The federal agency that handles whether a species is endangered or threatened is the U.S. Fish and Wildlife Agency. A snapshot of the elusive species profile page on the Piping Plover can be found here. It clearly states that the Piping Plover is not endangered in Massachusetts. It is only considered an endangered species in the Great Lakes Region. It is considered a threatened species here in Massachusetts. While it sounds like a small difference, it is a major one as it applies to Federal Regulations, Laws and the facts on how well the Piping Plover is actually doing.
The misuse of power by the few over the many? While, the Piping Plover is clearly not an endangered species here in Massachusetts, Ms. Leschen pointed out that there are three nests on South Cape Beach, all in the same area and cited Federal Endangered Species Law as the reason we had to take our dogs and get off the beach. Now, let’s assume for the sake of argument, that it magically became an endangered species here in Massachusetts, as she claimed. Federal Endangered Species Guidelines require that a 50 meter area be kept clear from dogs and vehicles, as well as being fenced in. 50 meters are recommended in the federal guidelines, but the entire South Cape Beach was shut off from dogs, approximately 1200 meters, not the recommended 50 meters. That’s 24 times the recommended Federal Guideline. The questions are, on whose authority was this was done, and for what purpose?

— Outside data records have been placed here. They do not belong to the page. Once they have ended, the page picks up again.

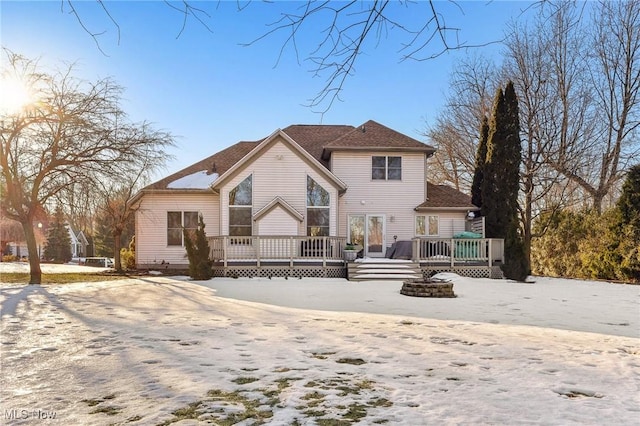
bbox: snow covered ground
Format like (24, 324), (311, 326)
(0, 266), (640, 425)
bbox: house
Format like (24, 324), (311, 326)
(132, 121), (502, 277)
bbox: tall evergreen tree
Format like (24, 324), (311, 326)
(612, 164), (640, 282)
(481, 81), (529, 281)
(471, 115), (489, 207)
(44, 206), (71, 263)
(182, 215), (213, 280)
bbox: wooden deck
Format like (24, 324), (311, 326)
(208, 236), (504, 280)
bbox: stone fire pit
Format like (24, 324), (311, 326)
(400, 278), (456, 297)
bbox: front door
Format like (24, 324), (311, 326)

Or just pure incompetence? These same Federal Endangered Species Guidelines state that the Southeast Region Department of Conservation and Recreation, as the caretaker of the area, should have a fence up around the 50 meter area and signs stating that the Piping Plover is nesting there as well as posting “No Dogs or Vehicles Allowed” signs. Where are they?
Here’s our theory on how this whole Piping Plover debacle got started: someone wanted to keep the public from walking on the beach or dunes in front of their house. This is Massachusetts, they went to their local politician and they decided to use the Piping Plover as a pawn to keep these people away. Of course, the eco-fanatics got wind of a bird being endangered and they jumped on the bandwagon, and this whole massive lie, that the Piping Plover is endangered in Massachusetts, is now stated as fact.

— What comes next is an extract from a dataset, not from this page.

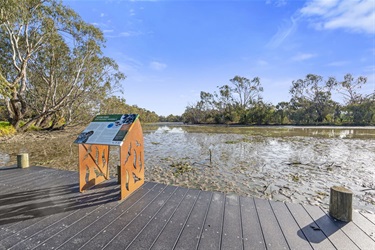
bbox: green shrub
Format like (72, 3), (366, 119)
(0, 121), (17, 137)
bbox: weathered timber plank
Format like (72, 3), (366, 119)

Whatever the reason this lie was started, the fact remains that it has negatively affected many people’s livelihoods in an economy that can’t afford this. And it is becoming clearer, the more we dig into this, that these actions are being forced on the public without any basis in law or even any basic demonstrable action that will truly help the Piping Plover. It appears this is purely politically motivated.
We are certainly not Anti Piping Plover, and are, in fact, supporters of common sense solutions, but how about using a little old fashioned New England common sense here. For us humans and even dogs, what is happening here in New England is thought of, and may be, a crime against its citizens, and that isn’t going to drum up much support for this controversial little shore bird. The recent appearances of numerous bumper stickers with slogans like “Piping Plover, Tastes Like Chicken” might actually decline when people’s livelihoods aren’t detrimentally affected by overzealous state employees and regulations.
We just wanted to walk our dogs on the beach. Of course we respect tourism on the Cape and would not walk our dogs on the beach during the times when the towns indicate it is Tourist Season (normally between Memorial day and Columbus Day). But this was the end of April and the beach was deserted.
I’m 5th generation born and raised in Falmouth, MA. My family camped on Washburn’s Island, my Dad scalloped in Waquoit Bay in the middle of winter to buy my Mom appliances for our home. We’ve used, respected and protected the beaches around Falmouth for generations. It breaks my heart to see the United States of my ancestors, the land of the free and the home of the brave, become the land of eroding personal freedoms and timidity in the face of “authority”. It’s time to take a stand.